What if assessee has disputed the tax payment in foreign country?

It may happen that assessee has paid taxes In USA in protest and has preferred an appeal against such a levy. In such cases, Rules say that he cannot take credit on such portion of tax which is disputed.

However, rules provide if the assessee within six months from the end of the month in which the dispute is finally settled, furnishes evidence of settlement of dispute and an evidence to the effect that the liability for payment of such foreign tax has been discharged by him and furnishes an undertaking that no refund in respect of such amount has directly or indirectly been claimed or shall be claimed.

What if assessee has paid tax (or tax is deducted) in foreign country but has claimed a refund of such tax?

It may so happen that payer has withheld tax from some income in say USA of a resident Indian and such income is also liable to tax in India.

In such case, though the word “dispute” is not defined in the Rules, on a plain reading, such a case does not fall within meaning of the word “dispute”

Rules do not say anything about what to do in such a case. However, prudence demands that assessee should refrain from claiming credit of such tax in Indian tax return.

Also, in case a tax refund is received in foreign country which has already been claimed in a particular assessment year in India, details need to be disclosed in Schedule FA – I’m not sure as to what is the financial outcome of such disclosure.

How is the FTC for a particular year computed?

Rules say the following:

  1. Credit shall be computed “separately” for each source of income for each country
  2. Credit shall be the lower of the tax payable under the Act on such income and the foreign paid on such income (to the extent allowed under DTAA if it exists)
  3. Foreign currency to be converted at the telegraphic transfer buying rate (TTBR) on the last day of the month immediately preceding the month in which such tax has been paid or deducted

If we see Schedule FSI, details have been arranged in the same manner. Care has to be taken to see that if DTAA exists, instead of tax paid, the max. tax payable as per DTAA is inputted in that column – refer image below.

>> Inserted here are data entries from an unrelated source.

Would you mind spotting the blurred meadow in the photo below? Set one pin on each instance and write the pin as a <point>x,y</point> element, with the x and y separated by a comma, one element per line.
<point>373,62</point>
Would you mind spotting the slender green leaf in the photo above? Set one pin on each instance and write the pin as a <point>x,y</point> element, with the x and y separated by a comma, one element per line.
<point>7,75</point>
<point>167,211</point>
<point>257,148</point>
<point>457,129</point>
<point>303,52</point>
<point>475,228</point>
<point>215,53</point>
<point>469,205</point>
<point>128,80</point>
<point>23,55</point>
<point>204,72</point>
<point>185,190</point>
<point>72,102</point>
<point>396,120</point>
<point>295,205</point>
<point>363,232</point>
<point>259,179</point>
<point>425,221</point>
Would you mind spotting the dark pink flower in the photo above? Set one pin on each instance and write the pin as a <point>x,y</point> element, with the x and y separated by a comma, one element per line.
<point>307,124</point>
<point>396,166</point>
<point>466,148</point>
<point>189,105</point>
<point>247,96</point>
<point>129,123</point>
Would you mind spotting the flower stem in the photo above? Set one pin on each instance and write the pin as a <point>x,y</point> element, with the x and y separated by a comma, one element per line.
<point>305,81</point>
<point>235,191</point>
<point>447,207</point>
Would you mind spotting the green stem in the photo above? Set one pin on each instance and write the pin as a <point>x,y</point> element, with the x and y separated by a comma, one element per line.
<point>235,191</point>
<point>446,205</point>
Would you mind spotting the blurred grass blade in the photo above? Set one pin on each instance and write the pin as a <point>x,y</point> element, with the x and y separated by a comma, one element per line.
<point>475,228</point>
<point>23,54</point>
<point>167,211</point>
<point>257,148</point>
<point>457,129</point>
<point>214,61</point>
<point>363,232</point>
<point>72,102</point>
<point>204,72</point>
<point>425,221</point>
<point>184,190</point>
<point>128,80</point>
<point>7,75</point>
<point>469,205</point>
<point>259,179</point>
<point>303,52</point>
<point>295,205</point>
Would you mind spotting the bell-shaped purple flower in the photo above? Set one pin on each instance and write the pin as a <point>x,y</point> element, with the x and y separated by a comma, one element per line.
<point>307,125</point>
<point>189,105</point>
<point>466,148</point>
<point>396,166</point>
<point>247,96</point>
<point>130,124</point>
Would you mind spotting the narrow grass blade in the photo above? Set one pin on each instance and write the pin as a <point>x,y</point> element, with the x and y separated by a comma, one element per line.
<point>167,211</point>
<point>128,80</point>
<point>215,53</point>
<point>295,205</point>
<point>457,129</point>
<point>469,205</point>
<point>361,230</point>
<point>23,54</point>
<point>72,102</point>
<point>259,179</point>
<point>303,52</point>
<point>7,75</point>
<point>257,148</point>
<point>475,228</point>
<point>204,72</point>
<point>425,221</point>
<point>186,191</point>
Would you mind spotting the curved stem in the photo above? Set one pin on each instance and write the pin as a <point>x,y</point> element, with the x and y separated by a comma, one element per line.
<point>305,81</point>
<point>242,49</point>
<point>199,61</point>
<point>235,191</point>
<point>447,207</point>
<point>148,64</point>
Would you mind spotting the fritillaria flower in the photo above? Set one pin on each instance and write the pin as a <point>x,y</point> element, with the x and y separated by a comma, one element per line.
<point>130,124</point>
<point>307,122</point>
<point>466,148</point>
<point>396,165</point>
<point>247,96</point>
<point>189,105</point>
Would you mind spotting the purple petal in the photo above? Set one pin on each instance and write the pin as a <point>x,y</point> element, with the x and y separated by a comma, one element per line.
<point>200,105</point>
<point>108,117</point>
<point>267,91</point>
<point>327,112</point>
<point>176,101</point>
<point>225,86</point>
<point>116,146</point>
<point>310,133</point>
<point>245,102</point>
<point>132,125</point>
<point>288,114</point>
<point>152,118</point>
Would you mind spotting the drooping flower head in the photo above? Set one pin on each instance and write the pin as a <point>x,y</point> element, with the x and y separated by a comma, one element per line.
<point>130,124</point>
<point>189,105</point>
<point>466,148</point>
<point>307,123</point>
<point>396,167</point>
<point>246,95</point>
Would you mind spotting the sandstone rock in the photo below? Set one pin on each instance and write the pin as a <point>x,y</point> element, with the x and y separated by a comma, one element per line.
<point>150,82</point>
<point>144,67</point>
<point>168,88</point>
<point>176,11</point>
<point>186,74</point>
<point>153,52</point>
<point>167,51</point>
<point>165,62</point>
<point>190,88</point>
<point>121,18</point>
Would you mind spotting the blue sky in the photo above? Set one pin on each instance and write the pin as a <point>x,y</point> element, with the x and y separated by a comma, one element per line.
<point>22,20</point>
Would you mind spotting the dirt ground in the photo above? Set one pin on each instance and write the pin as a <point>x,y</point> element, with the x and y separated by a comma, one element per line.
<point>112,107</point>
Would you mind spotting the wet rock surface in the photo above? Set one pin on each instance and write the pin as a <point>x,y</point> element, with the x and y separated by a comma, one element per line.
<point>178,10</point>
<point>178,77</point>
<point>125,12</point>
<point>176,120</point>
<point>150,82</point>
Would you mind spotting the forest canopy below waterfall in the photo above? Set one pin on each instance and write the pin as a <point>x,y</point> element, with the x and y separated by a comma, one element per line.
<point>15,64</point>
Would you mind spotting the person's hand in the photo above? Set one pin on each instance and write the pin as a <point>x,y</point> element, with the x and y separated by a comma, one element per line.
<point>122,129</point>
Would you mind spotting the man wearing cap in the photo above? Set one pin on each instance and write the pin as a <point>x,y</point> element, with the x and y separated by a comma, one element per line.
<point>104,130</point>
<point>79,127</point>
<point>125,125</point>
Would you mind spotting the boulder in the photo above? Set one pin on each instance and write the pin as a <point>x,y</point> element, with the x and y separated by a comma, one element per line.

In a specific case where DTAA does not exist, there are judgments which say that rate of tax paid outside India will be considered as the average rate of tax paid outside India on the total taxable income attributable to such foreign operations – Hindustan Construction [2013] 29 taxmann.com 82 (Mum AT)

As regards taxes which do not form part of DTAA (for example, state tax in USA), instead of considering only federal income tax as per DTAA, assessee has the option to claim benefit u/s Section 91 for computation of FTC and claim credit of such FTC – this is as per judgment in Tata Sons [2011] 43 SOT 27 (ITAT)

Should FTC be considered in Advance Tax computation?

New Rules are silent on this. If we see advance tax provisions in Section 207-209 of ITA, they are also silent. However, interest chargeability provisions in Section 234B and 234C specifically allow for FTC. Hence, in my view, FTC can and must be considered for advance tax computation process.

Can FTC be on an “estimated” and not on a “paid basis for the calculation? I think yes.

Is there any documentation needed to claim FTC?

Before the Rule 128 was released, there was no as such a documentation requirement for FTC claim. However, from a prudence and scrutiny point of view, the withholding tax certificate issued by the deductor in foreign country along with the Tax Residency Certificate (TRC) (in case DTAA benefit was being claimed) was recommended.

However, now in addition to above, as per Rule 128, Form 67 has to be furnished which contains details of income and such foreign tax  – it is not clear as to how to furnish this form – as on the date I am writing this post, income tax e-filing website has also not enabled filing of this form electronically. So, the position as of now may be to file and keep it for record and produce to tax officer in case of scrutiny.